People Pleaser Membuat Orang Kehilangan Jati Diri

People Pleaser atau seseorang yang memiliki dorongan cukup kuat untuk menyenangkan orang lain atau orang disekitarnya, bahkan jika Ia harus mengorbankan dirinya sendiri. Mereka (People Pleaser) cenderung berfikir atau merasa bahwa kebutuhan dan kepentingan orang lain lebih penting dari pada kebutuhan dan kepentingannya sendiri, atau mereka (People Pleaser) lebih memilih untuk merubah kepribadiannya disekitar orang lain atau orang yang berada disekitarnya.

Penyebab daripada People Pleaser sendiri berkaitan dengan psikologi seseorang, penyebab diantaranya agar disukai oleh orang-orang, karena takut membuat kesalahan atau bersalah, atau bahkan karena takut sendiri. People Pleaser juga mengalami kesulitan untuk mengatakan “tidak” kepada orang lain, seorang People Pleaser hanya akan merasa berharga ketika mereka melakukan sesuatu untuk orang lain namun Ia akan membohongi diri meraka sendiri dengan berpura-pura setuju atau berpura-pura bahagia. Padahal untuk menyenangkan orang lain baiknya berdasar dari keinginan sender yang didorong keinginan dan empati untuk berbagi. People Pleaser bagi sebagian orang merupakan suatu kecanduan atau suatu ketergantungan yang membuat mereka merasa butuh untuk dibutuhkan.

Perilaku ini menimbulkan beberapa dampak, yang pertama yaitu kurangnya merawat diri sendiri, mengapa begitu? Karena seorang People Pleaser terus-terusan mengorbankan dirinya untuk memenuhi kebutuhan orang lian sehingga Ia mengabaikan kebutuhan dirinya sendiri, hal tersebut dapat menyerang kesehatan mental seorang People Pleaser, kemudian dampak lainnya seperti terbangunnya sebuah kebencian, bisa seorang People Pleaser sering memendam sebuah amarah yang merasa bahwa orang-orang memanfaatkan dirinya, People Pleaser juga tidak mampu menikmati dirinya sendiri.
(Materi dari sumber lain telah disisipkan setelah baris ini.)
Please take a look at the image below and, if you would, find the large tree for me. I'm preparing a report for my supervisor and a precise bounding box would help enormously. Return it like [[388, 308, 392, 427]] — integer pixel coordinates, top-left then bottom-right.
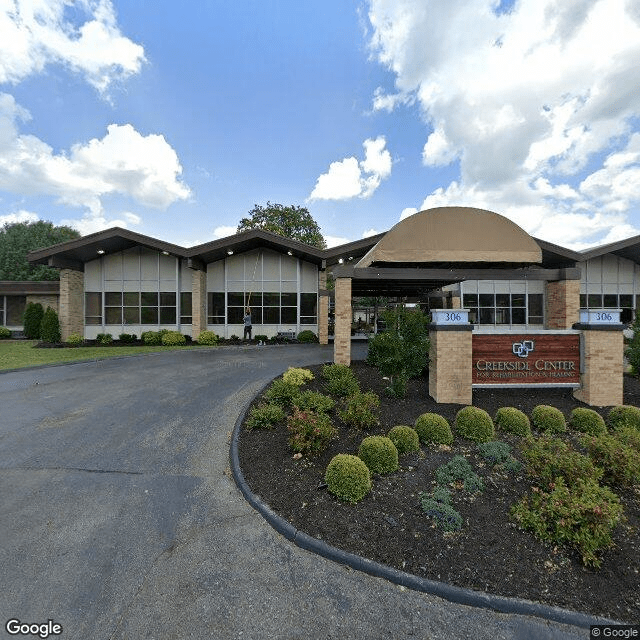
[[238, 202, 327, 249], [0, 220, 80, 280]]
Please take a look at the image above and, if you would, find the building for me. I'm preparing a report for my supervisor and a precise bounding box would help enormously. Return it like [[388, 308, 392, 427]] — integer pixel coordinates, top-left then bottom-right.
[[0, 207, 640, 342]]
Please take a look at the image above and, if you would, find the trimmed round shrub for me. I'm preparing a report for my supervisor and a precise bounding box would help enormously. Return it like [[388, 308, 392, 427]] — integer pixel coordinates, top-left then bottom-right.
[[247, 403, 285, 429], [387, 425, 420, 456], [569, 407, 607, 436], [456, 407, 496, 442], [67, 333, 84, 347], [140, 331, 162, 347], [40, 307, 60, 343], [282, 367, 315, 387], [198, 331, 220, 347], [415, 413, 453, 444], [324, 453, 371, 504], [298, 329, 318, 344], [358, 436, 398, 473], [531, 404, 567, 433], [160, 331, 187, 347], [493, 407, 531, 438], [293, 390, 335, 413], [607, 404, 640, 431]]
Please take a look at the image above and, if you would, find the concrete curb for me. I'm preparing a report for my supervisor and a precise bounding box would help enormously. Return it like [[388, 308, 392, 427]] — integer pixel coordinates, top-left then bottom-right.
[[229, 381, 621, 629]]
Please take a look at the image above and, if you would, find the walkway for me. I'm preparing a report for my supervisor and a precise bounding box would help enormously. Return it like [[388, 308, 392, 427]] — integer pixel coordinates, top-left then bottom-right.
[[0, 345, 588, 640]]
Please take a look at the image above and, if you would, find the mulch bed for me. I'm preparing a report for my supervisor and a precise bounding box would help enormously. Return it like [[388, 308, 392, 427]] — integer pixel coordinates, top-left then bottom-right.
[[239, 362, 640, 623]]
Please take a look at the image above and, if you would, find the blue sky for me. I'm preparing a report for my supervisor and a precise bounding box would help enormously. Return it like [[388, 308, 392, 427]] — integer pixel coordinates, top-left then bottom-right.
[[0, 0, 640, 248]]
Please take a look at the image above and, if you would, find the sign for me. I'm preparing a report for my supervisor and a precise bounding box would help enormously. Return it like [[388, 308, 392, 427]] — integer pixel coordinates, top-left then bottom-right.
[[471, 334, 580, 387], [580, 309, 620, 324], [431, 309, 469, 324]]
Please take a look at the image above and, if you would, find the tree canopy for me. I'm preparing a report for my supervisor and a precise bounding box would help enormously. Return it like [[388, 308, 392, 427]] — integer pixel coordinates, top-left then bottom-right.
[[0, 220, 80, 280], [237, 202, 327, 249]]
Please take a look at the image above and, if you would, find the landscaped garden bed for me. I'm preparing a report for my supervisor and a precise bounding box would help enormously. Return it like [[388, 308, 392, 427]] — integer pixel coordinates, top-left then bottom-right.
[[239, 362, 640, 622]]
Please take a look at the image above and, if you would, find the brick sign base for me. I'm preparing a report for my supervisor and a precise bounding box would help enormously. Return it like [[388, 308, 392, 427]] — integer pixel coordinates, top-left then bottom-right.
[[472, 334, 580, 387]]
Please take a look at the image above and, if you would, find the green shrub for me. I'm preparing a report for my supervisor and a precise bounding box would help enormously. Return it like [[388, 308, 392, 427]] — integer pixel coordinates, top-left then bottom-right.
[[607, 404, 640, 431], [511, 478, 622, 567], [456, 407, 496, 442], [287, 409, 338, 455], [522, 436, 602, 487], [531, 404, 567, 433], [493, 407, 531, 438], [416, 413, 453, 444], [611, 427, 640, 452], [369, 309, 429, 397], [247, 403, 285, 429], [322, 364, 360, 397], [40, 307, 60, 343], [324, 453, 371, 504], [293, 390, 335, 413], [140, 331, 162, 347], [387, 425, 420, 456], [22, 302, 44, 340], [478, 440, 511, 465], [264, 378, 299, 409], [580, 435, 640, 487], [436, 456, 484, 492], [358, 436, 398, 473], [339, 391, 380, 429], [569, 407, 607, 436], [282, 367, 314, 387], [420, 489, 464, 531], [197, 331, 220, 347], [160, 331, 187, 347]]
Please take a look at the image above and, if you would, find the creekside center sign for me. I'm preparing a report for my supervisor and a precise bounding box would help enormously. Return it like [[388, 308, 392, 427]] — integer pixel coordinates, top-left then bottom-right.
[[472, 333, 580, 387]]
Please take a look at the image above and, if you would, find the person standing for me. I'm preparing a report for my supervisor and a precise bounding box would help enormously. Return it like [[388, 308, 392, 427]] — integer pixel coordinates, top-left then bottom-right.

Bagaimana cara seorang People Pleaser memberikan ruang untuk dirinya sendiri? Yaitu bisa dengan refleksi diri, mecoba untuk mengambil langkah mundur dan lihat di mana kamu menghabiskan sebagian besar waktu dan energimu. Catat seberapa sering kamu mengatakan “ya” ketika seseorang meminta sesuatu kepadamu. Pikirkan tentang bagaimana perasaan kamu pada saat-saat itu. Mencatat saat-saat dimana kamu tidak dapat memberikan jawaban “Tidak” yang tegas dapat membantumu mengenali situasi tersebut di masa depan dan bisa memberikan respons yang berbeda.